Suárez posted a 3.20 ERA with a 3.21 FIP in 2025 across 157 1/3 innings, good for 4.0 fWAR. While those are the best marks he’s put up since 2021 and not likely to carry over entirely into 2026, he’s a very good bet to remain a 3 WAR pitcher for several years to come. He doesn’t depend on velocity, and command tends to hold up well into a starting pitcher’s early 30’s.
If you’re of the opinion that a pitcher’s job is to get outs, and you don’t really care how, Suárez might be the guy for you. He does that and he does it well. If you want an overpowering ace at the top of your rotation, or at least an arm who could cosplay as that on a good day, there’s probably several other free agents you’d rather have on your roster instead.

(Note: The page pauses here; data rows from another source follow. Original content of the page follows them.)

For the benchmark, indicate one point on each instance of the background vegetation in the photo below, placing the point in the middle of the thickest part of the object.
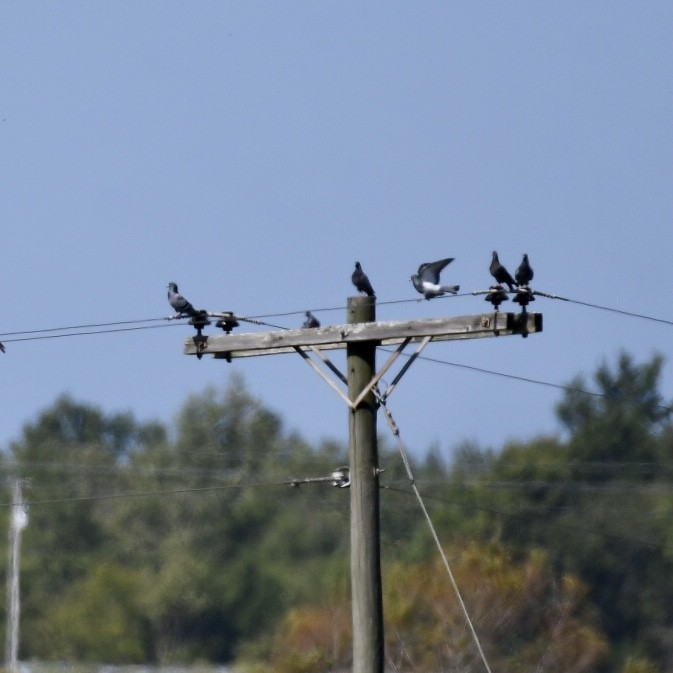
(189, 543)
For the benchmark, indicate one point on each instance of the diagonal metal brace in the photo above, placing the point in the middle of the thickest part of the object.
(321, 374)
(386, 394)
(377, 377)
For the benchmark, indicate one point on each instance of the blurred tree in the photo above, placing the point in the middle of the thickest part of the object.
(526, 618)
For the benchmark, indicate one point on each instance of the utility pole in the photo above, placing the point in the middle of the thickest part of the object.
(366, 591)
(360, 337)
(18, 521)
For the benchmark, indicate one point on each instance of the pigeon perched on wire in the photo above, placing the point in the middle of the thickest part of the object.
(361, 281)
(524, 272)
(426, 280)
(500, 273)
(311, 321)
(179, 303)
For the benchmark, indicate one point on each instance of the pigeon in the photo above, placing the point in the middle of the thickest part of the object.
(500, 273)
(524, 273)
(426, 281)
(311, 321)
(361, 281)
(178, 302)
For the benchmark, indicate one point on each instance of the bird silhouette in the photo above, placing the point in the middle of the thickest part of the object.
(361, 282)
(311, 321)
(426, 280)
(178, 302)
(524, 272)
(500, 273)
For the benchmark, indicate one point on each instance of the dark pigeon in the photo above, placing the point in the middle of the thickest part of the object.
(426, 281)
(361, 281)
(311, 321)
(524, 273)
(179, 303)
(500, 273)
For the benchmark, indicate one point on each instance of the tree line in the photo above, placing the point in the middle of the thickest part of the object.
(207, 540)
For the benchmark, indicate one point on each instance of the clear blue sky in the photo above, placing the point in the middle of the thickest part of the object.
(252, 151)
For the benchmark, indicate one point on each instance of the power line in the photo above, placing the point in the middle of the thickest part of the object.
(259, 318)
(178, 491)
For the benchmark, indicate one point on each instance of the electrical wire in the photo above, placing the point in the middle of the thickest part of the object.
(433, 531)
(145, 494)
(259, 318)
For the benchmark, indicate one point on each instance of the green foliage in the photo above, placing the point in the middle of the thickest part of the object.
(527, 620)
(188, 544)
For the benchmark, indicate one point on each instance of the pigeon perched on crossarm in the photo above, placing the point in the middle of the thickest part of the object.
(178, 302)
(500, 273)
(426, 280)
(311, 321)
(361, 281)
(524, 272)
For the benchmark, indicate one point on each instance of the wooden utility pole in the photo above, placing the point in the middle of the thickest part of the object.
(18, 521)
(360, 337)
(367, 602)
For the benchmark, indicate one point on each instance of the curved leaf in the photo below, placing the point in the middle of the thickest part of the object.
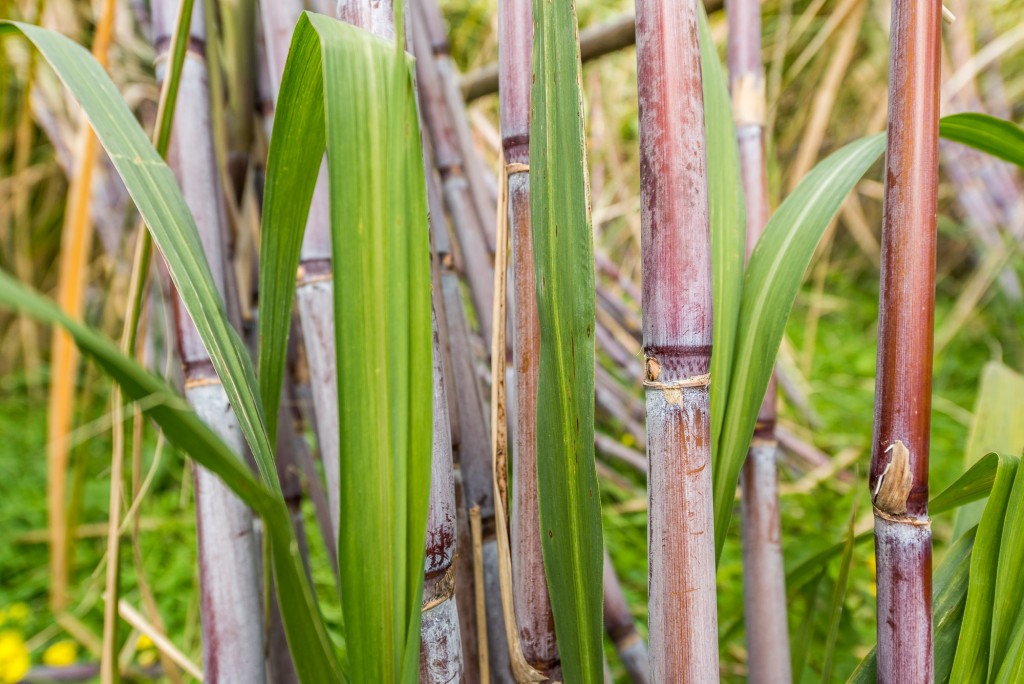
(988, 134)
(773, 276)
(351, 92)
(156, 194)
(728, 225)
(153, 187)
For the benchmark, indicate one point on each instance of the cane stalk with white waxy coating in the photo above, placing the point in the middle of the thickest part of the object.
(903, 381)
(677, 332)
(764, 574)
(532, 606)
(231, 597)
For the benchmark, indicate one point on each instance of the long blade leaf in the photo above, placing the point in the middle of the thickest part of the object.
(563, 256)
(351, 92)
(773, 276)
(988, 134)
(314, 657)
(153, 187)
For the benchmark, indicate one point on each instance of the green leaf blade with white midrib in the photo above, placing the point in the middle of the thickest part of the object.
(155, 191)
(563, 256)
(772, 280)
(776, 269)
(184, 430)
(728, 226)
(153, 187)
(382, 319)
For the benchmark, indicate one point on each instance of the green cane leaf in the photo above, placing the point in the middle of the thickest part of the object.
(773, 275)
(988, 134)
(728, 225)
(563, 256)
(351, 92)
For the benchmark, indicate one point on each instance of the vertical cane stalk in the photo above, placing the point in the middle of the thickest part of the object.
(532, 606)
(906, 312)
(764, 574)
(440, 638)
(677, 337)
(231, 598)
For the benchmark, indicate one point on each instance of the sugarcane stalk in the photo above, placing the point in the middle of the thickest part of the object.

Current contract projections for him suggest something like 5 years and $110M-130M, which may be outside of Detroit’s range for a good but not great starting pitcher. I’d argue it shouldn’t be, but that’s a different issue. Working under Detroit’s expected constraints, their best bet at getting impact talent is probably waiting out good free agents whose markets never fully develop. Suárez will probably have quite a bit of interest from multiple teams, so a really bargain lower than those projections doesn’t seem very likely.
Thanks to his unique profile and track record, and the fact Philly is likely to prioritize bringing back Kyle Schwarber and JT Realmuto, Suárez is one of the better candidates to slip through the cracks. Think of Carlos Correa signing with the Minnesota Twins and you get the idea we’re going for here. There were enough other options for teams looking for a high-end shortstop that year that Correa was left without the huge deal he was looking for and ended up signing on with the Twins instead on a one-year deal. Detroit could be the beneficiary by nabbing a strong starting pitcher on a shorter deal, probably with opt-outs and incentives, if a few other teams play it a tad too safe, or are caught up chasing other names.